Bagian 29

756 51 25
                                    

"Saya tingkatkan dosis untuk pereda nyeri dan ada tambahan antikonvulsan untuk mengurangi risiko kejang. Bisa diperhatikan lagi untuk waktu minum obatnya, ya. Perbanyak istirahat. Sekali lagi, kalau ada keluhan bisa disampaikan ke saya. Jangan sampai pingsan kayak kemarin. Terlalu bahaya kalau kejadian kemarin terulang lagi." Dokter Danang kembali membuat wejangan. Pria paruh baya itu memandang lembut ke arah Nusa dan beberapa kali mengangguk kepada Rossa. Seolah mereka berdua berbagi isyarat yang tak dapat Nusa ketahui.

"Terima kasih, Dok," ucap Nusa.

Dokter Danang mengangguk. "Saya tunggu di jadwal kontrol minggu depan."

Berganti Nusa yang mengangguk. Canggung rasanya ketika ada orang lain yang menemaninya berbicara dengan sang dokter. Maka dari itu, sedari tadi Nusa memilih untuk diam meski banyak pertanyaan yang ia pikirkan.

Tidak ada sepatah kata pun yang keluar dari keduanya bahkan selepas Nusa dan Rossa berjalan beriringan menuju lobi. Rossa tiada berbasa-basi menanyakan kabar anak itu. Pun, Nusa tak berniat membuka bibir untuk bertukar kata.

"Mama ada rapat jam 11," pada akhirnya Rossa yang memilih untuk membuka percakapan, "Mama antar—"

"Saya bisa pulang sendiri," potong Nusa. Lelaki itu menghela napas berat. Selama ini, ia selalu berusaha merebut perhatian Rossa, tetapi bukan hasil seperti ini yang ia harapkan. Ia ingin Rossa menerimanya sebagai Nusa. Bukan mengasihaninya sebagai Sian.

"Sa ...."

Nusa kembali menarik napas berat, lantas mengembuskannya perlahan. "Bu," potongnya lagi, "Ibu harusnya bisa memisahkan seperti apa Ibu harus bersikap dan bertindak. Saya tidak nyaman dan merasa keberatan ketika Ibu mamasuki kehidupan pribadi saya seperti ini. Saya tidak nyaman ketika Ibu terus memanggil saya dengan Nusa dan menyebut diri Ibu sebagai "mama" dalam situasi ini. Saya lelah, Bu. Saya ingin menjadi diri saya ketika berada di luar jangkauan orang-orang Nusa," tegasnya.

Lidah Rossa kelu. Nusa yang dilihatnya kini benar-benar berbeda dengan sosok lembut, manis, dan ceria yang biasa berada di rumah. Satu tamparan yang mengingatkan Rossa bahwa semirip apapun tubuh sosok itu dengan putranya, tetaplah bukan Nusa yang pernah ia kandung.

"Saya harap Ibu bisa mengerti dan tidak mudah terbawa suasana. Putra Ibu di luar sana lebih membutuhkan Ibu dibandingkan saya." Tak peduli dengan Rossa yang dibuatnya mematung di tempat, sosok itu berlalu. Meninggalkan Rossa dalam keramaian orang-orang di lobi.

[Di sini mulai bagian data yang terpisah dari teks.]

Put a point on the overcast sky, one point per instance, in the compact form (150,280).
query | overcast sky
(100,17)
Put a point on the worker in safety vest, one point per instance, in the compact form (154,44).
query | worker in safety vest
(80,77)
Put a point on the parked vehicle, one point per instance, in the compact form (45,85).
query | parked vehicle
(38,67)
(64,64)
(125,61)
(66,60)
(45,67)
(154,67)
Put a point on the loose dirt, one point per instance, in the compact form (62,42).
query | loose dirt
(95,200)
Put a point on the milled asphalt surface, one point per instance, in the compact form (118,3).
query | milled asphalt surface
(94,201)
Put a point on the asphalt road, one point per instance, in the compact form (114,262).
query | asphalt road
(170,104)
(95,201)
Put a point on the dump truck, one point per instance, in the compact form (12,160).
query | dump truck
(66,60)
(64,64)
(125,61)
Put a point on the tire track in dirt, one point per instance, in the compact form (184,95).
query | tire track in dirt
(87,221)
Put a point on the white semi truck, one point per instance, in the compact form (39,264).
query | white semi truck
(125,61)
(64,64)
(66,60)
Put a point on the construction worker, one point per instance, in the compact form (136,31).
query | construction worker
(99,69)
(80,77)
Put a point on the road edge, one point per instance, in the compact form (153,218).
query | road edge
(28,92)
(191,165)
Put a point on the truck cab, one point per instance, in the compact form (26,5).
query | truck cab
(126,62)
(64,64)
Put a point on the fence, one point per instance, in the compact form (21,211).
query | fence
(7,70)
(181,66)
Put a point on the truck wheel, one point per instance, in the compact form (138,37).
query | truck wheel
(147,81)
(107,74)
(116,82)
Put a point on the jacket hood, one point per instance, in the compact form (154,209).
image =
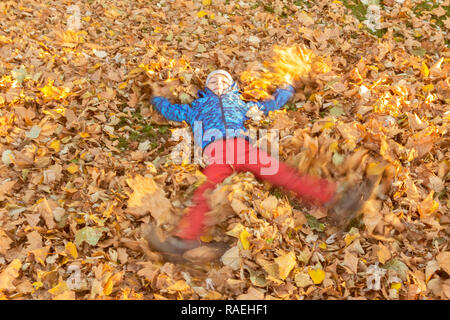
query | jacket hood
(207,92)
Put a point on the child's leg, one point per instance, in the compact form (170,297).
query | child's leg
(307,187)
(192,224)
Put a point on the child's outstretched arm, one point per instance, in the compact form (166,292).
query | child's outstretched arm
(173,112)
(280,97)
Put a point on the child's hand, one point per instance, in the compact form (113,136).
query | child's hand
(164,89)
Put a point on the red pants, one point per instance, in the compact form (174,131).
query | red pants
(237,154)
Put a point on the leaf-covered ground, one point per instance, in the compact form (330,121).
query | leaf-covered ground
(85,161)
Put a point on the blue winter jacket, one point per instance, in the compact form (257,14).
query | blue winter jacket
(215,117)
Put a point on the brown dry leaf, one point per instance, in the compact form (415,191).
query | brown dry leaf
(383,253)
(148,197)
(252,294)
(286,263)
(5,242)
(351,261)
(443,260)
(372,215)
(46,213)
(9,274)
(428,206)
(5,188)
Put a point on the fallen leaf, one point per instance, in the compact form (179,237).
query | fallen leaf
(286,263)
(317,275)
(9,274)
(443,260)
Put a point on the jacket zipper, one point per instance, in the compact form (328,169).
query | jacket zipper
(223,114)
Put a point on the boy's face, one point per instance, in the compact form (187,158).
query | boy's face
(218,84)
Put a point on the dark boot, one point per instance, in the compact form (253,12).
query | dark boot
(174,248)
(347,204)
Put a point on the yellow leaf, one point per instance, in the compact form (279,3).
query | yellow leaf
(350,237)
(424,70)
(317,276)
(9,274)
(327,125)
(59,288)
(107,288)
(180,285)
(383,254)
(72,168)
(123,85)
(428,87)
(334,147)
(55,145)
(244,239)
(206,238)
(72,249)
(201,14)
(286,263)
(37,285)
(396,285)
(428,206)
(375,168)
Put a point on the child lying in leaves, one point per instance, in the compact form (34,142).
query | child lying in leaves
(221,110)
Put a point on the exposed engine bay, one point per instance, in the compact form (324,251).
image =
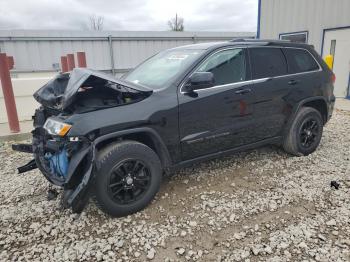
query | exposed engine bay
(64,160)
(84,90)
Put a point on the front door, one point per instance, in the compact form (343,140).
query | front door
(220,117)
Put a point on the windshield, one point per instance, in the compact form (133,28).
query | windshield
(163,67)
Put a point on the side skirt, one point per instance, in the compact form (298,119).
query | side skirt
(270,141)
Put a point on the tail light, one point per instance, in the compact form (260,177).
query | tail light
(333,78)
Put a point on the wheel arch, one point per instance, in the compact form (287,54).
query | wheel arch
(144,135)
(319,103)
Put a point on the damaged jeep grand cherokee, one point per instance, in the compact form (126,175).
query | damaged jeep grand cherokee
(113,139)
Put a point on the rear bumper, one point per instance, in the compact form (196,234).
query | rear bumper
(331,107)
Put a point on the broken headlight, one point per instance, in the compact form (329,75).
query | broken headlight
(57,128)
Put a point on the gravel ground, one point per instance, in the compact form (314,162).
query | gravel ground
(261,205)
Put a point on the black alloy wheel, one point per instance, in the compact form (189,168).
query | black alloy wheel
(129,180)
(127,177)
(309,132)
(304,133)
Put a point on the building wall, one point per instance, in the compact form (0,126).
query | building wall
(38,50)
(286,16)
(35,52)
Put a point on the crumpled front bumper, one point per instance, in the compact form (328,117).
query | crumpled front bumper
(81,161)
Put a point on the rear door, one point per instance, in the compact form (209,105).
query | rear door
(220,117)
(271,86)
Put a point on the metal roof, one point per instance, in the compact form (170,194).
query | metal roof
(40,50)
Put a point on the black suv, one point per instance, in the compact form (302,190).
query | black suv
(113,139)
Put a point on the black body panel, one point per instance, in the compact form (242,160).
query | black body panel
(183,127)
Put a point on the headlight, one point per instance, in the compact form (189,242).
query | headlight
(55,127)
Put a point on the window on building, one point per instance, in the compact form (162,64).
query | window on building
(228,66)
(267,62)
(300,60)
(301,37)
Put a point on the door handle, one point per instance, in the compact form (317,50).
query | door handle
(293,82)
(243,91)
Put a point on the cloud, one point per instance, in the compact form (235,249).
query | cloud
(199,15)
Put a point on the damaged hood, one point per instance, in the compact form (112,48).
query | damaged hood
(60,92)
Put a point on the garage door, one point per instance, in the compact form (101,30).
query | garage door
(337,42)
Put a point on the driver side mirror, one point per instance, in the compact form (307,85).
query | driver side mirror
(199,80)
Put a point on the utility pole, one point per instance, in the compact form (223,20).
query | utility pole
(176,22)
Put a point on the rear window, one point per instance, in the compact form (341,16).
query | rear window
(267,62)
(300,60)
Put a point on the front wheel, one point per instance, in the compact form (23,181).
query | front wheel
(305,133)
(127,178)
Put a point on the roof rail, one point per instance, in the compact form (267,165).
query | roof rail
(258,40)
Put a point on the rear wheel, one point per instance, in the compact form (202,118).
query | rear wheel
(304,134)
(127,178)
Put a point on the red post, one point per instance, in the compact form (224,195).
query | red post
(81,59)
(7,90)
(64,64)
(10,62)
(71,62)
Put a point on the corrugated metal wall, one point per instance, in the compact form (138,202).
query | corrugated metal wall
(35,50)
(285,16)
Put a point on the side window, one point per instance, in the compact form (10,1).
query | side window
(300,60)
(228,66)
(267,62)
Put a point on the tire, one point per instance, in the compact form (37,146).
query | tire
(127,177)
(305,132)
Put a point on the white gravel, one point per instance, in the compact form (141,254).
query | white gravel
(261,205)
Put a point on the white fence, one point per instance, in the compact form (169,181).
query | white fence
(37,55)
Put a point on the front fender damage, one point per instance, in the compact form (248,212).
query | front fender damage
(76,183)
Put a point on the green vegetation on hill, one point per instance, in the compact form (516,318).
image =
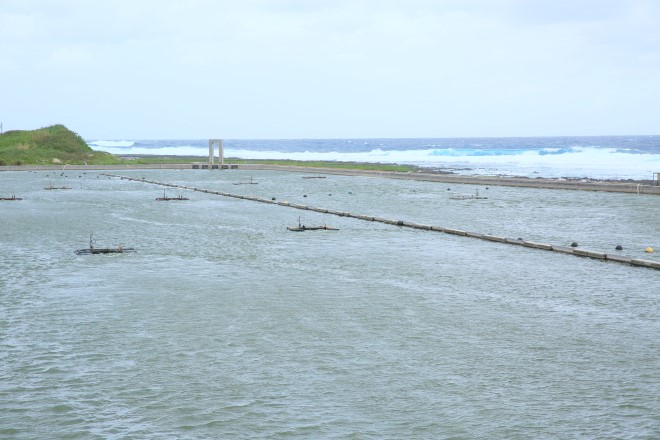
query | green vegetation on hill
(57,145)
(52,145)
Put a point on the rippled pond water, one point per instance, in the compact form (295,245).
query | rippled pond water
(224,324)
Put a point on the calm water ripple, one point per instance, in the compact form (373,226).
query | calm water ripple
(225,325)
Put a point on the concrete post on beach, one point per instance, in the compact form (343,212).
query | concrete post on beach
(212,144)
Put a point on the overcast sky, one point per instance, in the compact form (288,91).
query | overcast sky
(165,69)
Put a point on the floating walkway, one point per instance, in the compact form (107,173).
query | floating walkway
(517,242)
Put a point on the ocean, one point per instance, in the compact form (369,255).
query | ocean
(596,157)
(224,324)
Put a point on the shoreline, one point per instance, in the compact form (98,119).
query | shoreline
(621,186)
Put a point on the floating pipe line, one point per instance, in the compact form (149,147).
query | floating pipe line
(402,223)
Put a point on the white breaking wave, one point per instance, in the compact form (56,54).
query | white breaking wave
(600,163)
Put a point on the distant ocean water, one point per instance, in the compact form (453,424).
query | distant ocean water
(600,157)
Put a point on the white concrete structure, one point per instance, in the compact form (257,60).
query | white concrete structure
(221,158)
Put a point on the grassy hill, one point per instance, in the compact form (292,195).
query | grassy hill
(49,146)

Nusa menyalakan ponsel untuk memesan kendaraan. Bersamaan dengan hal itu, semua pesan dan panggilan muncul di layar ponselnya. Lelaki itu mencoba acuh meskipun sepintas ia membaca pesan penting dari teman, beberapa guru, bahkan ada satu panggilan tak terjawab dari Ali.

Tidak butuh waktu lama untuk sebuah mobil menjemputnya dari aplikasi yang ia pesan. Sesuai titik pemesanan, ia ingin segera pulang dan mengistirahatkan badan, pikiran, serta perasaannya. Ia kira hatinya dapat sedikit lega ketika mengutarakan semua kalimat itu kepada Rossa. Namun nyatanya, ada perasaan lain yang turut muncul. Nyeri. Kata-kata yang ia ucapkan kepada Rossa justru menghunjam balik dirinya.

Nusa mencoba memejamkan mata dengan menyandarkan punggung pada jok mobil saat satu panggilan masuk ke ponselnya. Ia mencoba acuh hingga getar dari ponsel berhenti dengan sendirinya karena tidak ada jawaban. Namun, detik berikutnya panggilan suara kembali masuk.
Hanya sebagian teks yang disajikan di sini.